When we create a narrative about ourselves, what do we choose to omit? What do those omissions say about us, as individuals and as a species? Klemke can be seen as the ordinary to balance the extraordinary represented on the Golden Record, but his life as it is preserved on film, on tape, and now on solid state hard drives is itself an act of self curation; despite the depth, breadth, and candor of Klemke’s archive, it is still a fraction and a fiction. That fiction, however, is an increasingly useful one for us, as social media has proliferated, changing the way we engage with our concept of self. Later in life, Lacan revised his concept of the mirror stage, defining it not simply as a phase in our development of identity, but rather a permanent state of engagement with the world wherein we view ourselves as objects rather than subjects; poised midway between Lacan and selfie sticks is Sam Klemke.

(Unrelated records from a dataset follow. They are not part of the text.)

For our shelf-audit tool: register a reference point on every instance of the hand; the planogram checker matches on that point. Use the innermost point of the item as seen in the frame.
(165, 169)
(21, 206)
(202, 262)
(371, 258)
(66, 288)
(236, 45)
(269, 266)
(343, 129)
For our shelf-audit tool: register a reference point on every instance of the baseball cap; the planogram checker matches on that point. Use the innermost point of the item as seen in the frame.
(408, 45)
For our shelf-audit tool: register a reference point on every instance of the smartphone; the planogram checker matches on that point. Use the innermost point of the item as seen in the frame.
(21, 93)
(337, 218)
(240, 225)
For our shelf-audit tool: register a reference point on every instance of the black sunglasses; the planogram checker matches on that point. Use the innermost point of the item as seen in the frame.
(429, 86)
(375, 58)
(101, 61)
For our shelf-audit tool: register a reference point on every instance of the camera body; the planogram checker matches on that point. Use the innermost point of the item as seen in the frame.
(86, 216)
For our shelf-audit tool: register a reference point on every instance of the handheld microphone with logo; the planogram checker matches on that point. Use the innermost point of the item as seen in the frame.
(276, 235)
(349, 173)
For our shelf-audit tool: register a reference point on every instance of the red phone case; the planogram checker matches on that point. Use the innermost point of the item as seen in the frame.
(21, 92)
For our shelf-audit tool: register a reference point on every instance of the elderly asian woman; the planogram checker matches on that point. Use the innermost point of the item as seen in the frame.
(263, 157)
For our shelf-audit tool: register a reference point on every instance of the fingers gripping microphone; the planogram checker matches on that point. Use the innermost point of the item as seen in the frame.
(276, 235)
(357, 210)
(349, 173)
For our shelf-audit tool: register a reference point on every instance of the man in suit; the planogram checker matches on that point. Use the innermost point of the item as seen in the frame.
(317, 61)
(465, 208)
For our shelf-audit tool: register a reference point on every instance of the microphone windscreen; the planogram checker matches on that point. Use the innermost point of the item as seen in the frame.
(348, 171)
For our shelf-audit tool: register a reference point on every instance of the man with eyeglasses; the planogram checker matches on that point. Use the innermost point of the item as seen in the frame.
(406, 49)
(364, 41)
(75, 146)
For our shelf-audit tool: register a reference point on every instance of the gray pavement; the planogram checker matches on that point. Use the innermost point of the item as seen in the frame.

At a time when society suggests to us that a life undocumented is a life unlived, it’s worthwhile to consider the case of Klemke. What can we really know about him from his Annual Personal Status Reports? We can detect a strain of narcissism, as well as some self pity, desire unmoored from drive, but would we say we that we know or understand Klemke from having watched ninety minutes of him? Is his life really a case study in arrested development, or by choosing to focus on “growth and improvement,” has he stacked the deck to privilege his stasis? We do know that he is a gifted caricaturist, which is a worthwhile detail. A good caricature is one which both reduces and enlarges its subject, quickly identifying his or her major features and exaggerating them to the very edge of grotesquerie; it must say something about a person’s interiority using only his or her exterior features. When Klemke is featured in a CBS News report, he is identified simply as “Man in video.” Are we the authors of our actions, or are our actions the authors of our selves? Chicken and egg? Microcosm and macrocosm? Neither Bate nor Klemke pretend to have any answers, but they do raise some interesting questions.